There are various types of instruments of money market are discussed below:
1. Call/Notice money
2. Treasury bills (TBs)
3. Commercial Bills
4. Certificate of deposits
5. Commercial Papers (CP)
6. Repurchase Options (Repo.) and Reverse Repurchase Agreement (Reverse Repo.)
1. Call/Notice money
Call money market or inter-bank call money market is a segment of the money market where schedule commercial banks lends or borrow on call (i.e. overnight) or at short notice (i.e for period upto 14 days ) to manage the day-to-day surpluses and deficits in their cash-flows.
However, under notice money market, funds are transacted for a period between two days and
fourteen days. These day to day surpluses and deficits arises due to the vary nature of their
operations and the peculiar nature of the portfolios of their assets and liabilities.
2. Treasury bills (TBs)
Among MMI TBs provide a temporary outlet for short-term surplus as also provide fiancial instruments of varying short-term maturities to facilitate a dynamic asset-liabilities management.
Further, the interest received on them is the discount which is the difference between the price at which they are issued and their redemption value.
This instrument assured yield and negligible risk of default. Moreover, TBs are short term promissory notes issued by Government of India at a discount.
However, at present, the RBI issues Treasury Bills of three maturities i.e. 91 days, 182 days and
364 days.
Further, TBs are issued at discount and their yields can be calculated with the help of the following formula :
Y = [F-P/P]*365/M*100
Where,
Y= Yield
F = Face Value
P= Issue price/Purchase price
M= Actual days of maturities
3. Commercial Bills
Commercial bills is one which arise out of genuine trade transaction , i.e. credit transaction. As soon as goods are sold on credit , the seller draws a bill on the buyer for the amount due . And than the buyer accept it immediately agreeing to pay amount mentioned therein after a certain specified date .
Thus, bill of exchange contains a written order from the creditor to the debtor to pay a certain sum , to certain person, after certain period.
In addition , a bill of exchange is a ‘self-liquidating’ paper and negotiable; it is drawn always for a short period ranging between 3 months and 6 months.
4. Certificate of deposits
The Certificate of deposits are negotiable term-deposits accepted by commercial bank from bulk depositors at market related rates. Further, CDs are usually issued in demat form or as a Usance Promissory Note.
Just like Commercial bills, Certificate deposit is a front-ended negotiable instruments , issued at discount and the face value is payable at maturity by the issuing bank.
5. Commercial Papers (CP)
Commercial papers are unsecured and negotiable promissory notes issued by high rated corporate entities to raise short term funds for meeting working capital requirements directly from the market instead of borrowing from banks.

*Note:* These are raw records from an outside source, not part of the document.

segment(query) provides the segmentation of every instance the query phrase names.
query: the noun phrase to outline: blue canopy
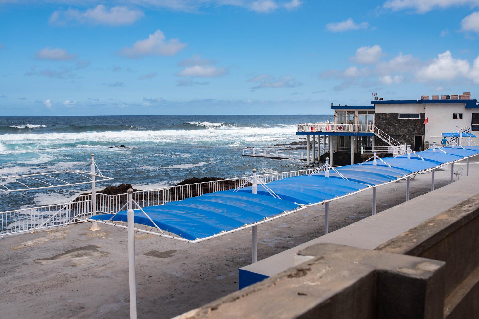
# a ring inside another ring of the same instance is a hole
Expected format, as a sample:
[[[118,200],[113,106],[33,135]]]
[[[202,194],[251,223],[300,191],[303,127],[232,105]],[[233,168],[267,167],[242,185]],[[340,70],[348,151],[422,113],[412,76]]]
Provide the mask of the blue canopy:
[[[435,152],[430,149],[411,154],[411,159],[408,159],[406,154],[383,158],[377,160],[376,166],[370,161],[335,168],[340,174],[330,170],[329,178],[325,177],[325,172],[321,171],[310,176],[288,177],[268,183],[268,187],[281,199],[274,197],[260,185],[257,187],[256,194],[252,193],[251,186],[247,187],[238,191],[216,191],[144,207],[143,210],[161,229],[194,240],[291,212],[298,208],[299,205],[332,200],[478,154],[478,146],[445,146],[436,149]],[[140,210],[134,212],[136,223],[154,226]],[[91,219],[106,221],[110,218],[126,222],[126,212],[123,211],[114,215],[96,215]]]
[[[461,133],[457,132],[449,132],[448,133],[442,133],[441,135],[443,138],[459,138],[461,137]],[[477,137],[472,133],[462,132],[462,137],[463,138],[477,138]]]

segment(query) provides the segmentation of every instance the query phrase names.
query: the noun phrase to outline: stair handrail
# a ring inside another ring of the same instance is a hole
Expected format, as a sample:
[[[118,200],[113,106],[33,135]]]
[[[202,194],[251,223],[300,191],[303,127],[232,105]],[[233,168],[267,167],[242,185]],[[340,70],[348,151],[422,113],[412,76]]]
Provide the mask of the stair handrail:
[[[377,132],[376,132],[377,131]],[[384,140],[385,142],[389,143],[391,146],[402,146],[402,144],[399,143],[399,141],[393,138],[392,137],[387,134],[382,130],[380,129],[377,126],[374,126],[374,133],[377,135],[382,139]],[[393,144],[393,143],[396,143],[396,144]]]

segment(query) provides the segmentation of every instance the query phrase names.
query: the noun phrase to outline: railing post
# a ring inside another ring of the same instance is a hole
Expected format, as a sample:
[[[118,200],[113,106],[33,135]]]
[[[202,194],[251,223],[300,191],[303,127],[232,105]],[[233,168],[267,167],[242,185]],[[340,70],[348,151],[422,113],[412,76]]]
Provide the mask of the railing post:
[[[376,213],[376,188],[373,187],[373,215]]]
[[[326,158],[326,170],[324,172],[324,177],[329,177],[329,158]]]
[[[137,318],[137,278],[135,271],[135,212],[133,190],[128,190],[128,270],[130,286],[130,318]]]
[[[329,233],[329,202],[324,203],[324,234]]]
[[[434,172],[435,170],[433,170],[431,171],[431,174],[432,174],[432,178],[431,178],[431,191],[433,191],[434,190]]]
[[[95,160],[91,153],[91,211],[93,216],[96,215],[96,190],[95,185]]]
[[[454,163],[451,163],[451,182],[452,183],[454,181],[453,179],[454,177]]]
[[[406,201],[407,202],[409,200],[409,183],[410,183],[409,176],[406,178]]]
[[[251,192],[253,194],[257,193],[257,189],[256,186],[256,169],[253,169],[253,185],[251,187]],[[256,243],[257,238],[257,229],[256,226],[251,227],[251,263],[254,264],[256,262]]]

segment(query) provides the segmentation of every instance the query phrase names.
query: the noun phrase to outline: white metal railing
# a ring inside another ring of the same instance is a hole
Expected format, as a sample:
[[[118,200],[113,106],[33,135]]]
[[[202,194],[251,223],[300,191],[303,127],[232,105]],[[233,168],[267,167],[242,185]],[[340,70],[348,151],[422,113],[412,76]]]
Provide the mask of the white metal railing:
[[[321,153],[328,152],[329,148],[327,145],[323,148],[320,146]],[[248,156],[264,156],[265,157],[278,157],[284,159],[298,159],[306,160],[308,158],[308,152],[299,151],[279,150],[275,149],[243,149],[243,155]]]
[[[398,154],[404,151],[405,149],[403,145],[400,146],[362,146],[361,148],[361,154],[372,154],[376,150],[378,153],[389,153],[392,154]]]
[[[265,183],[307,175],[317,169],[257,175]],[[168,202],[198,196],[218,191],[237,188],[251,177],[221,180],[203,183],[168,186],[133,193],[133,199],[141,207],[163,205]],[[126,209],[128,194],[107,195],[96,193],[96,212],[115,213]],[[34,232],[52,227],[65,226],[85,221],[93,214],[91,194],[80,195],[70,202],[0,212],[0,235]]]
[[[388,144],[389,145],[391,145],[392,146],[402,146],[402,144],[401,144],[399,142],[398,142],[396,140],[393,138],[382,130],[379,129],[378,128],[375,127],[374,130],[374,134],[376,136],[379,137],[380,138]]]
[[[331,122],[298,124],[297,132],[364,132],[373,133],[374,124],[334,124]]]

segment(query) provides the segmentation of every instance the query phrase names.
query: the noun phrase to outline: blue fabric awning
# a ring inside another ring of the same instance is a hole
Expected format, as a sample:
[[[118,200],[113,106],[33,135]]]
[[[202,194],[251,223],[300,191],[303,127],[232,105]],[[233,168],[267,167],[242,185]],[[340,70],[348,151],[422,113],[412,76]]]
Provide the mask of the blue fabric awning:
[[[436,149],[435,152],[430,149],[418,152],[417,155],[411,154],[411,159],[408,159],[406,154],[382,159],[390,167],[378,160],[376,166],[370,161],[335,168],[348,180],[331,170],[329,178],[322,171],[310,176],[288,177],[268,183],[268,187],[281,199],[273,197],[263,186],[258,185],[257,194],[251,193],[251,187],[244,187],[238,191],[216,191],[145,207],[143,210],[163,230],[195,240],[264,221],[297,209],[300,205],[333,200],[478,154],[479,147],[477,146],[456,146],[454,148],[446,146]],[[96,215],[91,219],[107,221],[112,217],[113,221],[127,221],[125,211],[114,216]],[[135,222],[154,226],[139,210],[135,210]]]
[[[458,133],[457,132],[449,132],[448,133],[441,133],[444,138],[459,138],[461,137],[461,133]],[[463,138],[477,138],[477,137],[472,133],[464,133],[462,132],[462,137]]]

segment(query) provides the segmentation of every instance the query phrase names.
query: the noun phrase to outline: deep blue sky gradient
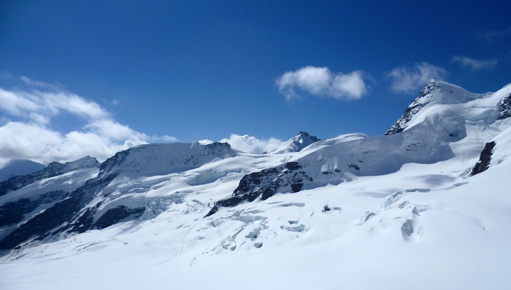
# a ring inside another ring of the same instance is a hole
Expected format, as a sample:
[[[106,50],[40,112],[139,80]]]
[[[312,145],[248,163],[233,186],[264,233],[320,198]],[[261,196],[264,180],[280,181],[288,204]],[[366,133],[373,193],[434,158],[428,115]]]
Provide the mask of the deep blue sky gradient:
[[[426,62],[473,92],[511,83],[509,15],[503,1],[3,1],[0,71],[60,84],[121,124],[182,141],[375,135],[420,90],[391,91],[395,67]],[[473,69],[454,56],[498,63]],[[275,80],[308,65],[361,70],[369,92],[287,102]]]

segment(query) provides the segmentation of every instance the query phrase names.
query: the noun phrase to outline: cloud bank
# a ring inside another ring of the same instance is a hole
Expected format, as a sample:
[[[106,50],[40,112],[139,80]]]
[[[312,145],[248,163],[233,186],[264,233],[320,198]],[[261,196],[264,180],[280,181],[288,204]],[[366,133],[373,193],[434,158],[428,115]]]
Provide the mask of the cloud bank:
[[[461,56],[454,56],[451,59],[451,62],[459,63],[463,66],[472,69],[491,68],[495,67],[499,63],[496,59],[477,60]]]
[[[278,91],[291,101],[303,93],[338,99],[357,100],[367,93],[360,70],[349,74],[334,74],[328,67],[306,66],[287,71],[275,81]]]
[[[22,77],[28,87],[0,88],[0,167],[13,159],[48,164],[86,156],[100,161],[117,152],[148,142],[174,142],[170,136],[149,136],[116,122],[98,103],[61,88]],[[66,114],[86,125],[71,132],[52,128],[52,120]],[[12,120],[14,118],[15,120]]]
[[[203,142],[207,141],[208,140],[201,140]],[[248,135],[240,136],[231,134],[229,139],[222,139],[220,142],[228,143],[233,149],[243,152],[260,154],[263,152],[269,152],[278,147],[282,144],[283,141],[275,138],[259,139]]]
[[[427,62],[417,63],[412,67],[396,67],[388,74],[392,81],[390,89],[396,93],[417,92],[431,79],[445,79],[449,72],[439,66]]]

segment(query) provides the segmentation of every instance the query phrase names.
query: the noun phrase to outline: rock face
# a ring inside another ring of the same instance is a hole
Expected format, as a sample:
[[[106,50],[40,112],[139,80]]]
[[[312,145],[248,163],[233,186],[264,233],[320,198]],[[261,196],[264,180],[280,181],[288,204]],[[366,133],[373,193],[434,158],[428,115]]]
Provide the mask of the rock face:
[[[481,156],[479,157],[479,160],[476,163],[475,166],[472,168],[472,172],[470,173],[471,176],[473,176],[478,173],[484,171],[490,167],[490,162],[492,160],[492,151],[495,147],[496,143],[492,141],[486,143],[484,148],[481,152]]]
[[[13,177],[27,175],[36,172],[46,167],[44,165],[31,160],[13,160],[0,169],[0,182],[8,180]]]
[[[507,94],[502,100],[500,109],[500,116],[499,117],[499,119],[511,117],[511,93]]]
[[[432,81],[428,83],[419,93],[417,99],[408,106],[403,115],[396,121],[384,135],[392,135],[403,132],[413,116],[420,111],[423,107],[431,102],[431,100],[426,100],[427,97],[431,96],[433,92],[439,89],[439,85],[435,82]]]
[[[315,136],[312,136],[305,131],[299,133],[293,136],[292,138],[284,142],[278,148],[271,151],[273,154],[280,154],[289,152],[298,152],[311,144],[321,141]]]
[[[313,181],[305,171],[300,170],[308,166],[297,162],[289,162],[285,165],[245,175],[232,195],[215,203],[206,216],[215,213],[221,207],[235,206],[246,201],[252,202],[259,197],[262,200],[266,200],[281,189],[299,191],[305,183]]]
[[[96,158],[87,156],[76,161],[60,163],[52,162],[48,166],[28,175],[16,176],[0,183],[0,196],[9,191],[16,190],[37,180],[53,177],[71,172],[79,168],[99,167],[100,163]]]
[[[2,225],[15,226],[0,231],[0,250],[12,249],[62,233],[103,229],[140,217],[146,210],[145,202],[137,203],[130,199],[123,199],[122,196],[116,205],[100,210],[102,206],[112,201],[111,196],[105,196],[108,192],[104,189],[119,176],[153,176],[180,172],[235,155],[230,146],[225,143],[149,144],[119,152],[101,164],[97,177],[87,180],[73,192],[50,191],[31,198],[18,199],[0,207],[0,228]],[[64,164],[54,162],[23,179],[2,183],[2,188],[7,193],[36,180],[60,176],[88,166],[98,167],[99,163],[90,157]],[[24,215],[41,203],[45,203],[48,208],[22,221]],[[20,221],[22,222],[15,224]]]

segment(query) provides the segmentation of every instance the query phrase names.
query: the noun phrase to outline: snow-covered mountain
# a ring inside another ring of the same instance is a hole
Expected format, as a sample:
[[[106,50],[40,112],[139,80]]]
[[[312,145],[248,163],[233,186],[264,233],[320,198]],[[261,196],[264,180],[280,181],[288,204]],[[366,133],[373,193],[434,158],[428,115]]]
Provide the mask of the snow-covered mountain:
[[[14,159],[0,168],[0,182],[20,175],[27,175],[44,168],[41,163],[31,160]]]
[[[52,163],[0,183],[0,286],[506,289],[510,96],[432,80],[382,136]]]
[[[281,144],[278,148],[272,150],[271,153],[274,154],[281,154],[290,152],[297,152],[311,144],[321,140],[315,136],[309,135],[306,132],[300,131],[291,139]]]

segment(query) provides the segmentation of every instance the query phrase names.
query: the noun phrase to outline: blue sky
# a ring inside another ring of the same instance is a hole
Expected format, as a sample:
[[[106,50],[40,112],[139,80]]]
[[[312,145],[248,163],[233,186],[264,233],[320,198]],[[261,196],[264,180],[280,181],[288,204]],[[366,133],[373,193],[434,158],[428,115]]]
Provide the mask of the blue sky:
[[[380,135],[431,78],[511,83],[509,15],[502,1],[3,1],[0,165]]]

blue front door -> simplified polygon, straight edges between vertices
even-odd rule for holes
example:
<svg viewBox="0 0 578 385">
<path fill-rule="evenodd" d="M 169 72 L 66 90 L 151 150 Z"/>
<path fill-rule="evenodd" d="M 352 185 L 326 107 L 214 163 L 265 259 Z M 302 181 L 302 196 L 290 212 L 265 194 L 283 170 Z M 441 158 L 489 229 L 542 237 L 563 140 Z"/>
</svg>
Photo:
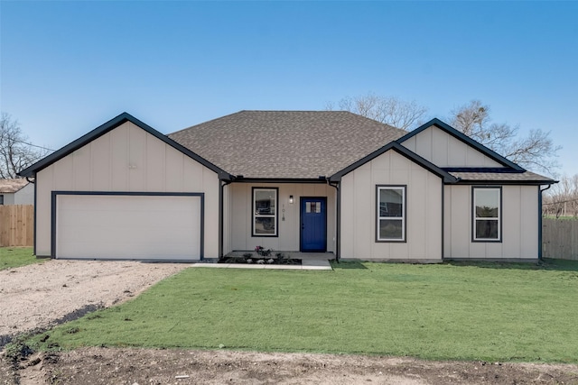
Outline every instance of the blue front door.
<svg viewBox="0 0 578 385">
<path fill-rule="evenodd" d="M 301 251 L 327 250 L 327 198 L 301 198 Z"/>
</svg>

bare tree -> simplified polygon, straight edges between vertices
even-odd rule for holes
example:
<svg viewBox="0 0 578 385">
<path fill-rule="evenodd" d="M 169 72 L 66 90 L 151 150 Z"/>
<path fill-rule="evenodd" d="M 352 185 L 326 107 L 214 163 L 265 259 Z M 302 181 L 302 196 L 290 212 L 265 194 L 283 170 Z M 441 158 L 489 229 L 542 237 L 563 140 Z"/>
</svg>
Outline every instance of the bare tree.
<svg viewBox="0 0 578 385">
<path fill-rule="evenodd" d="M 452 111 L 451 124 L 457 130 L 505 156 L 520 166 L 555 174 L 555 160 L 561 149 L 550 139 L 550 133 L 531 130 L 527 137 L 518 137 L 518 126 L 491 123 L 489 106 L 472 100 Z"/>
<path fill-rule="evenodd" d="M 427 108 L 415 101 L 406 102 L 395 96 L 379 96 L 371 93 L 344 97 L 339 101 L 337 108 L 334 103 L 329 102 L 326 109 L 350 111 L 406 131 L 417 127 L 427 112 Z"/>
<path fill-rule="evenodd" d="M 548 190 L 544 197 L 543 211 L 545 215 L 573 216 L 578 218 L 578 174 L 573 177 L 565 175 Z"/>
<path fill-rule="evenodd" d="M 48 154 L 42 149 L 28 142 L 18 121 L 10 115 L 0 115 L 0 178 L 18 178 L 17 173 Z"/>
</svg>

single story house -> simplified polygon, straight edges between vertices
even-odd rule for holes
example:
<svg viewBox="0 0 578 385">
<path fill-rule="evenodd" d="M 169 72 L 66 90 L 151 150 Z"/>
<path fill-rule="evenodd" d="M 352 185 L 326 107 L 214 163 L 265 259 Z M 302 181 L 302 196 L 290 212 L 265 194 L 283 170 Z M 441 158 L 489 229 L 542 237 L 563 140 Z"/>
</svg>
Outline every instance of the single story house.
<svg viewBox="0 0 578 385">
<path fill-rule="evenodd" d="M 25 179 L 0 179 L 0 205 L 33 205 L 34 186 Z"/>
<path fill-rule="evenodd" d="M 164 135 L 125 113 L 22 170 L 35 254 L 196 261 L 261 245 L 336 258 L 536 261 L 542 190 L 434 119 L 240 111 Z"/>
</svg>

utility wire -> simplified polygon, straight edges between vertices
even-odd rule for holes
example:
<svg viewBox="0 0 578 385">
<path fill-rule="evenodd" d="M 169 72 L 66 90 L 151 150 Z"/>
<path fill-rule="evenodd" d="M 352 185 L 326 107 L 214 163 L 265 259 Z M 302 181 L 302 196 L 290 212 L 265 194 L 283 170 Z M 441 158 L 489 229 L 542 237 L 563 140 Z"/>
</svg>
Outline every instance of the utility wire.
<svg viewBox="0 0 578 385">
<path fill-rule="evenodd" d="M 48 147 L 37 146 L 36 144 L 28 143 L 28 142 L 23 142 L 23 141 L 14 141 L 14 142 L 17 142 L 17 143 L 26 144 L 27 146 L 36 147 L 36 148 L 42 149 L 42 150 L 48 150 L 49 151 L 56 151 L 56 150 L 49 149 Z"/>
</svg>

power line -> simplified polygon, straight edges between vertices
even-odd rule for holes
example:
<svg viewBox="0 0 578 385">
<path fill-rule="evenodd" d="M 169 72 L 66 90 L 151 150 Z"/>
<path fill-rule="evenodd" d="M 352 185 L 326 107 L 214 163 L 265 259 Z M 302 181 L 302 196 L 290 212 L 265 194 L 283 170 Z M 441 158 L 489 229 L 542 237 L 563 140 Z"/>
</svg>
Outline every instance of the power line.
<svg viewBox="0 0 578 385">
<path fill-rule="evenodd" d="M 27 146 L 36 147 L 36 148 L 42 149 L 42 150 L 48 150 L 49 151 L 56 151 L 56 150 L 49 149 L 48 147 L 37 146 L 36 144 L 28 143 L 28 142 L 23 142 L 23 141 L 14 141 L 14 142 L 17 142 L 17 143 L 26 144 Z"/>
</svg>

Further, its period ranges from 7 days to 1 year. Moreover, CP is issued at discount to face value the issue of CP seeks to by-pass the intermediary role of the banking system through the process of secularization.
Thus, yield on CP is freely determined by the market. he yield on CP can be calculated as follows:
Y= FV-SV/SV*Days or month in a year /M *100
Where,
Y= Yield
FV= Face value
SV= Sale value
M= Period of discount
6. Repurchase Options (Repo.) and Reverse Repurchase Agreement (Reverse Repo.)
Repurchase Options (Repo.) and Reverse Repurchase Agreement (Reverse Repo.) refers to type of transaction in which money market participants raises funds by selling securities and simultaneously agreeing to repurchase the same after a specified time generally at a specified price, which typically includes interest at an agreed upon rate.
Sometimes it is also called Ready Forward Contract as it involves funding by selling securitis and repurchasing them on a forward basis.